You’ve just hired a new rock star salesperson for your organization – she’s had a few years of experience in complex sales and knows her way around the block. She’s a prospecting guru, great at building rapport, and can negotiate like a pro. There’s one problem – she’s never heard of inbound sales, and that’s going to affect your sales and marketing alignment unless you teach her these three lessons during training. 

  1. Understand When to Contact a Prospect Depending on Buyer’s Context

    Teach your salesperson how to take advantage of all information available at hand – such as marketing intelligence on the prospect’s activity on your website (what pages have they visited? What offers have they downloaded?). Your new rep needs to take these actions and put them into the context of who the prospect is: are they a marketing manager at an enterprise-level company? Are they the SVP of sales at a mid-size company?

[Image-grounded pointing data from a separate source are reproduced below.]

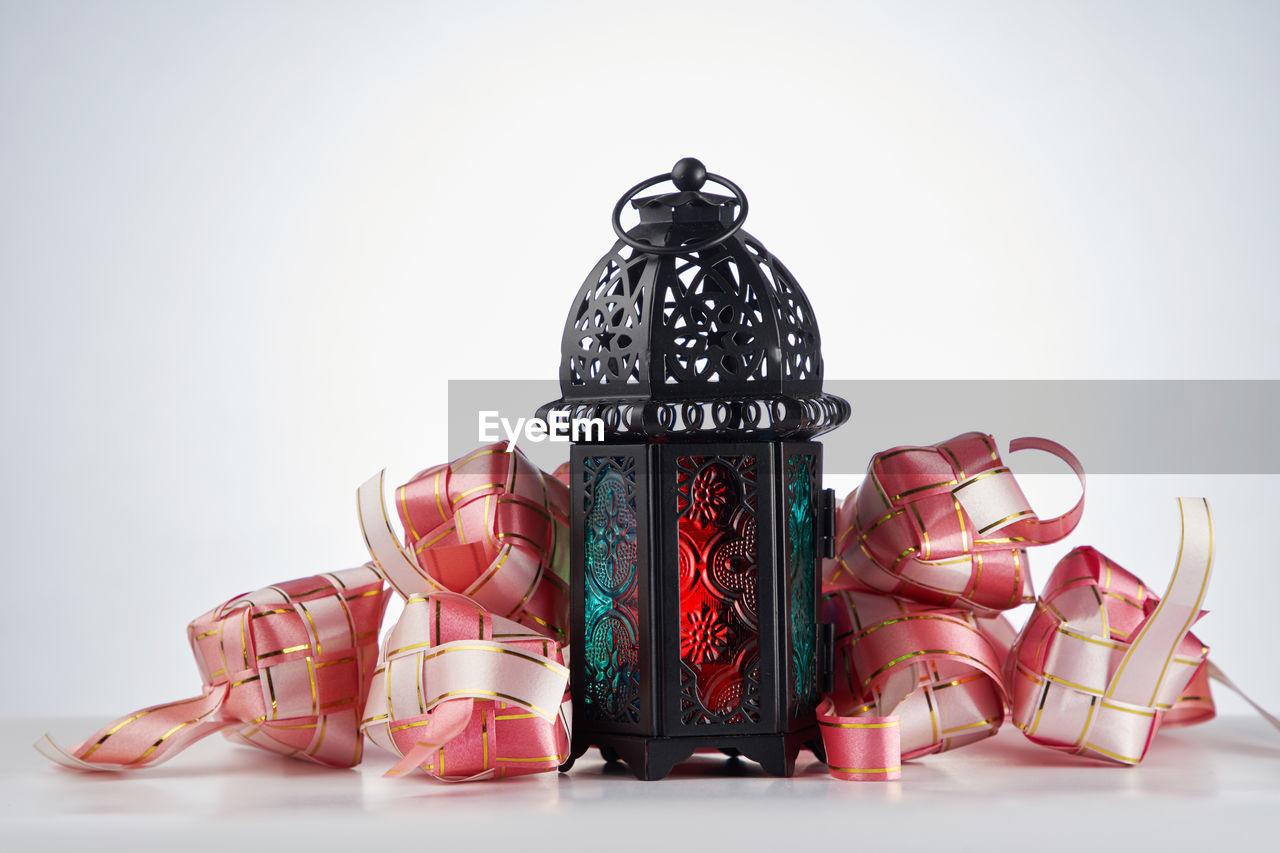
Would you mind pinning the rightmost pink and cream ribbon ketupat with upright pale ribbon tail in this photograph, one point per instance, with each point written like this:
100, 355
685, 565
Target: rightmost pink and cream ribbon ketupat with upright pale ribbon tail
1103, 660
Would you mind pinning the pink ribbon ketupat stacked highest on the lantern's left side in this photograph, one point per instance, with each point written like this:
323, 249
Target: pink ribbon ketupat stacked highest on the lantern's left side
490, 526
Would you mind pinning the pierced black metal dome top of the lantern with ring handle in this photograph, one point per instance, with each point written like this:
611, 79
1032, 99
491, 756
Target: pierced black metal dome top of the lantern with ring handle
689, 329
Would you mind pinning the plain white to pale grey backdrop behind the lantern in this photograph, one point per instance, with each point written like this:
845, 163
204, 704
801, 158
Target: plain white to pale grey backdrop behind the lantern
244, 248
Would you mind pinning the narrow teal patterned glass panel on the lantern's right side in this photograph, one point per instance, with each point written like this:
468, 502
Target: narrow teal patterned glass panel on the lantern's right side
802, 567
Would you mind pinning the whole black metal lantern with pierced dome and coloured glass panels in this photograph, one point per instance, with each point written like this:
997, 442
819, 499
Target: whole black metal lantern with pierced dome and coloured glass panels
700, 522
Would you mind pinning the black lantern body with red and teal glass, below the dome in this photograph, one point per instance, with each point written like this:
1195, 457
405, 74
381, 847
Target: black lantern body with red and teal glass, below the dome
696, 601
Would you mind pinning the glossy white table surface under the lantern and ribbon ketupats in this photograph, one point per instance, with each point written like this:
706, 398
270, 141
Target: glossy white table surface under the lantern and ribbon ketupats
1213, 787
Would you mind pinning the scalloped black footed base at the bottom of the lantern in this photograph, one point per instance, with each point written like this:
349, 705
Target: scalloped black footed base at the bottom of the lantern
652, 759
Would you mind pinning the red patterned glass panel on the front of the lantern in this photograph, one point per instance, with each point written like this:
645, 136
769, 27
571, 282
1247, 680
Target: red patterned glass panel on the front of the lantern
720, 658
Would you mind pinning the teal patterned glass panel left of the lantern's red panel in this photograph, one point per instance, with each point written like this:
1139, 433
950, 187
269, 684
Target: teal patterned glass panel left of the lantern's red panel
612, 621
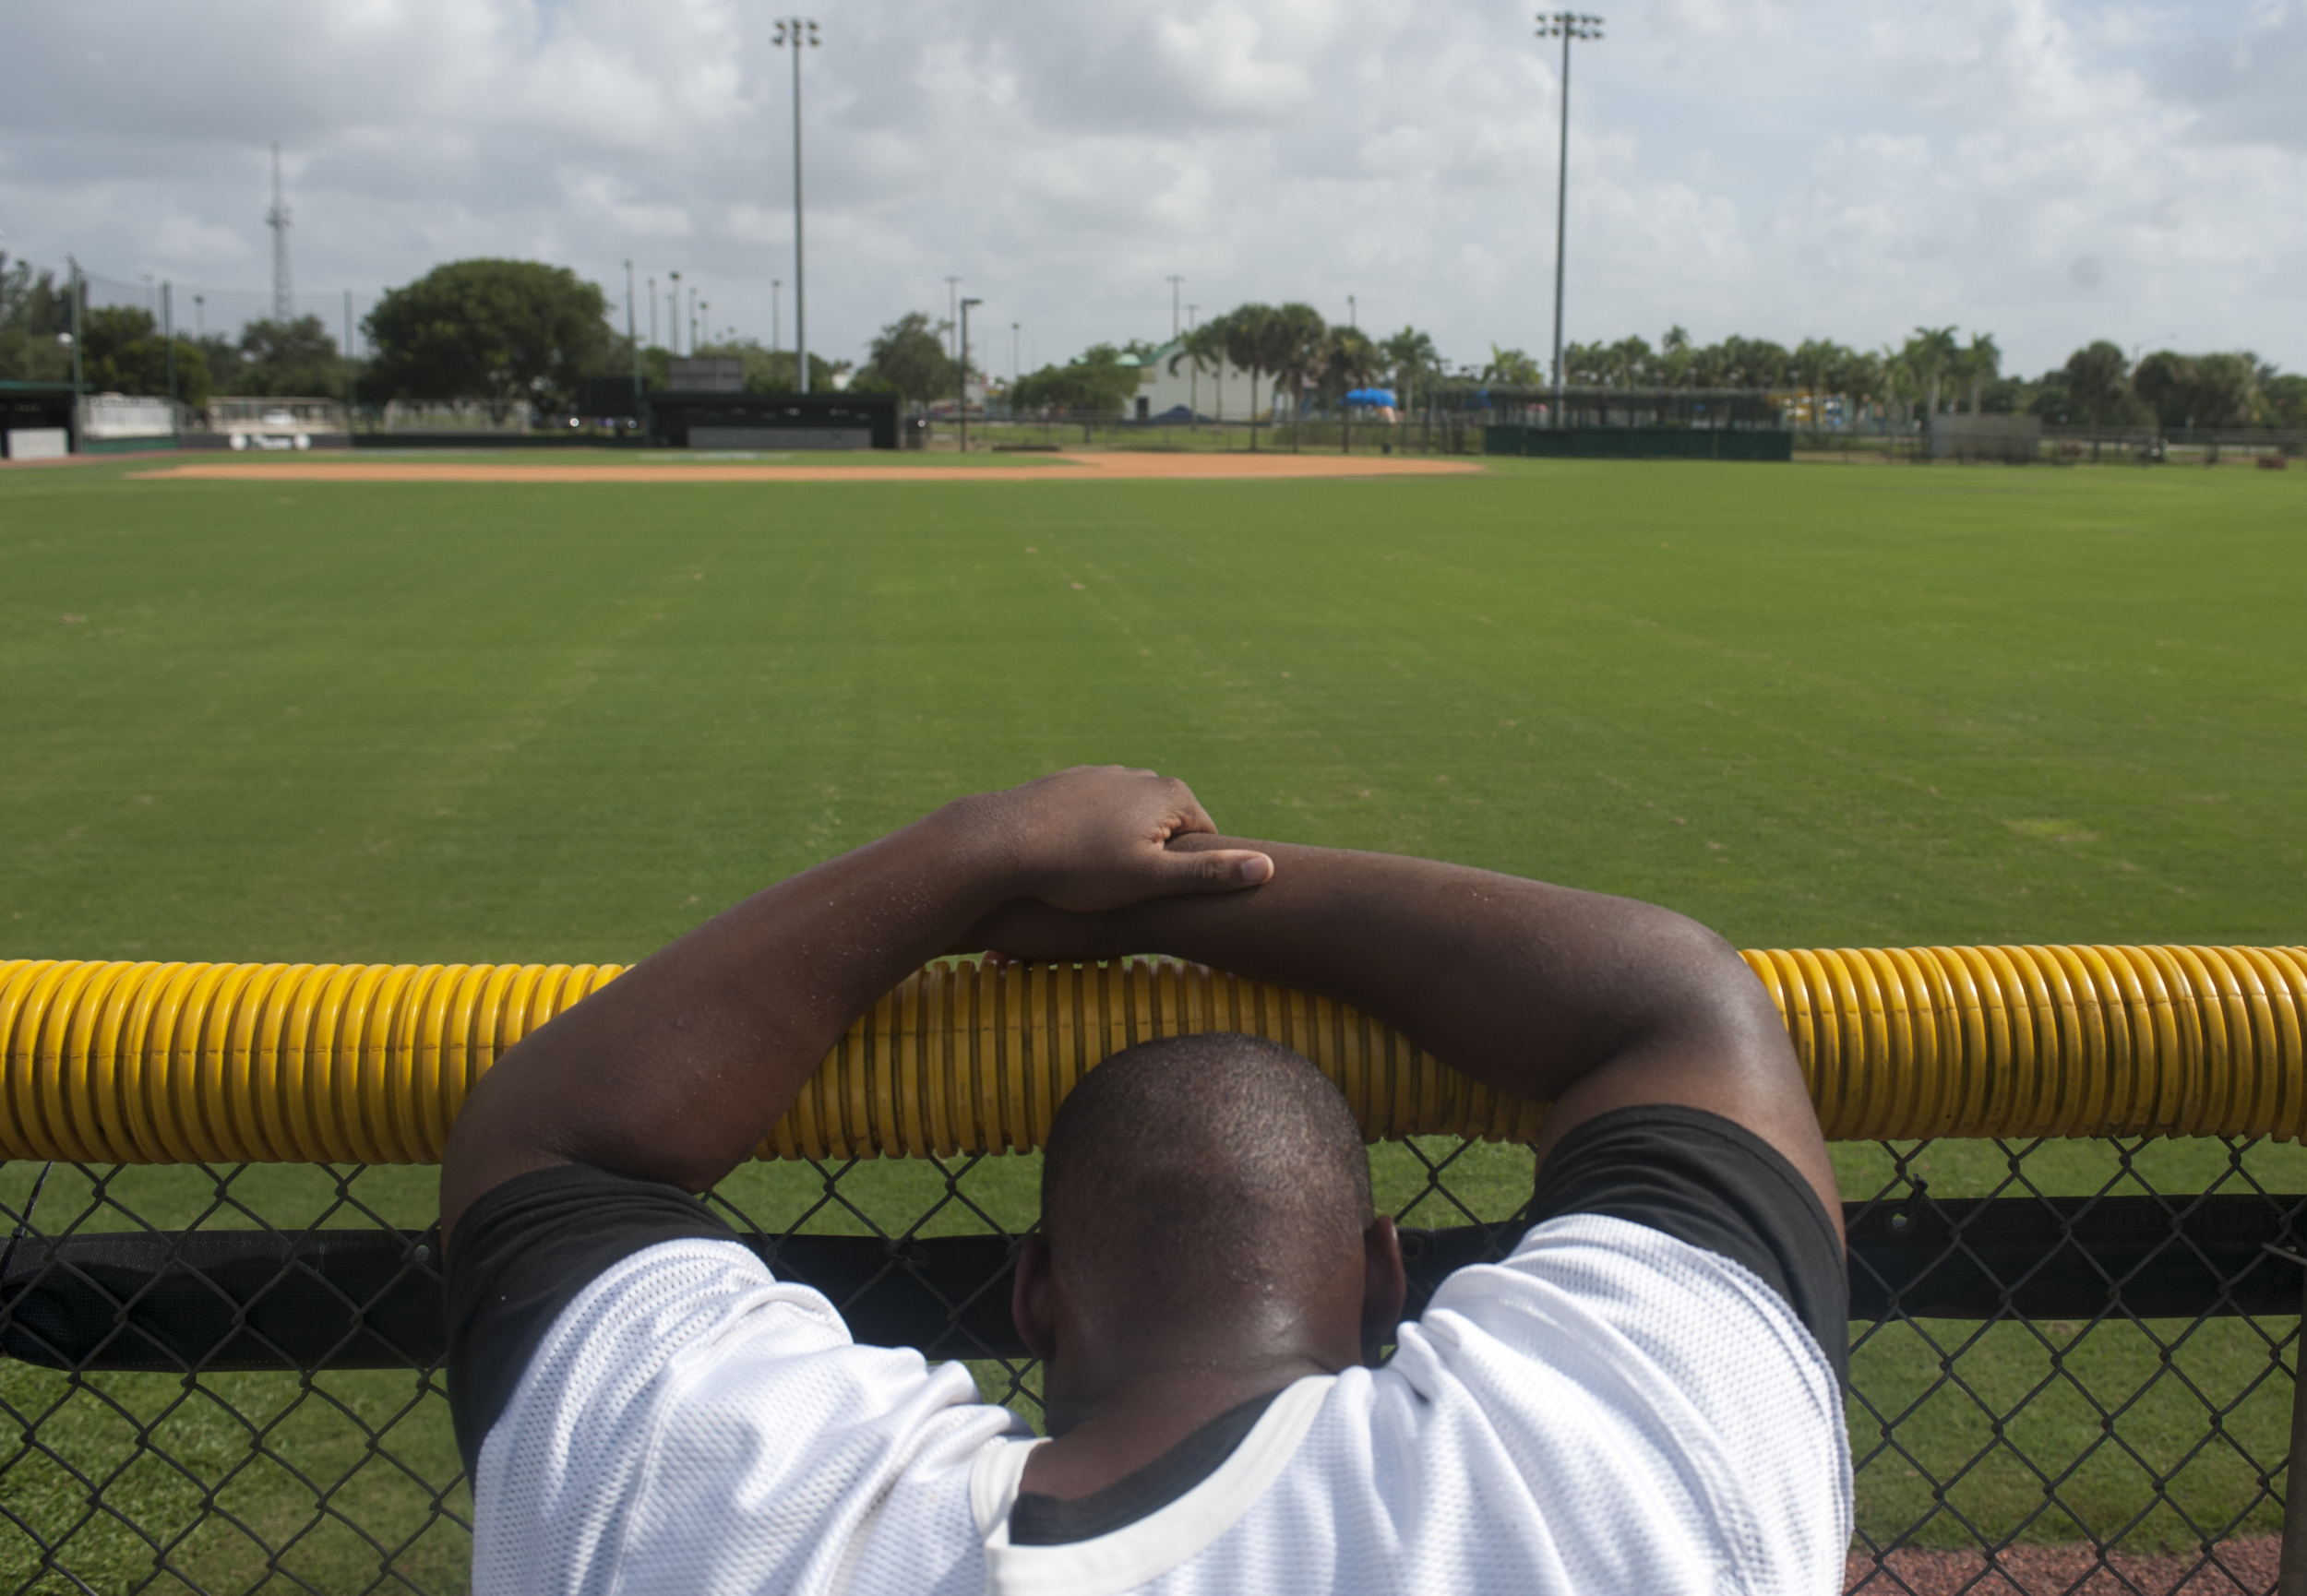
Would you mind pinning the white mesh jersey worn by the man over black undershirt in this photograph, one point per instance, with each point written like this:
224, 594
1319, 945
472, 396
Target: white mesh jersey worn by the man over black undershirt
1609, 1410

    Teach your salesperson when to reach out to a prospect depending on this buyer’s context. A rule of thumb is that your rep should contact a larger company earlier in the buying cycle – for example, after they’ve first visited your website – because they have more purchasing power. For a mid-size company, you will want to have your rep keep tabs on activity and gauge how serious interest is in purchasing your solution before picking up the phone and reaching out.

  1. Be a Consultant, Not a Salesperson

    It's much better for the prospect if the salesperson diagnoses a problem and works with them to solve it. When you’re just starting out as a salesperson, you are often tempted to go into a call with prospects eager to pitch your services, and then ask for the sale. Most of the time, the pitch does not resonate for some reason that the salesperson never uncovers. The prospect then gets turned off because the salesperson seems only interested in helping themselves, not helping them.

    How do you avoid this? During training, run through sales call scenarios using typical sales pitch language and more consultative dialogue. Have your new sales rep play the role of the prospect – they’ll get a prospect’s perspective on how off-putting it can be when a salesperson is being just a salesperson. Go through techniques for making the process more consultative by role-playing an open dialogue and have them listen in on sales calls from your best inbound sellers.

  1. Leverage Marketing to Improve Sales

    Part of your new sales rep’s training should focus on how your marketing team works, and how they can help your rep.  Have your salesperson learn about how marketing approaches leads – what personas they define leads by, how they change messaging to reach different types of personas. Knowing how marketing defines personas will help your new sales rep better understand prospects’ wants, needs, and how to talk to them.

    Expose your new sales rep to the wonderful world of content. The marketing team is constantly creating new material to entice website visitors to turn into leads. These materials are relevant to your target audience and can be leveraged by your sales rep during the sales cycle. For example, when a prospect mentions they’re having trouble with lead generation, your sales rep will think to send a piece of marketing content, such as an ebook, that helps the prospect understand lead generation better. Leveraging marketing materials to help the prospect is part of a consultative process.

Training new sales reps to approach the selling process as a partnership between marketing and sales will help you better align the two vital departments. When sales reps are taught from the beginning to value marketing and to take advantage of the assets created by that team, it sets the foundation for a positive relationship between the two parties.

When marketing and sales are aligned, there’s more opportunities to work together to better serve the prospect – the front-facing salesperson can provide marketing with valuable insights into what the prospect needs, and marketing will be more inclined to create valuable content that aligns with these needs.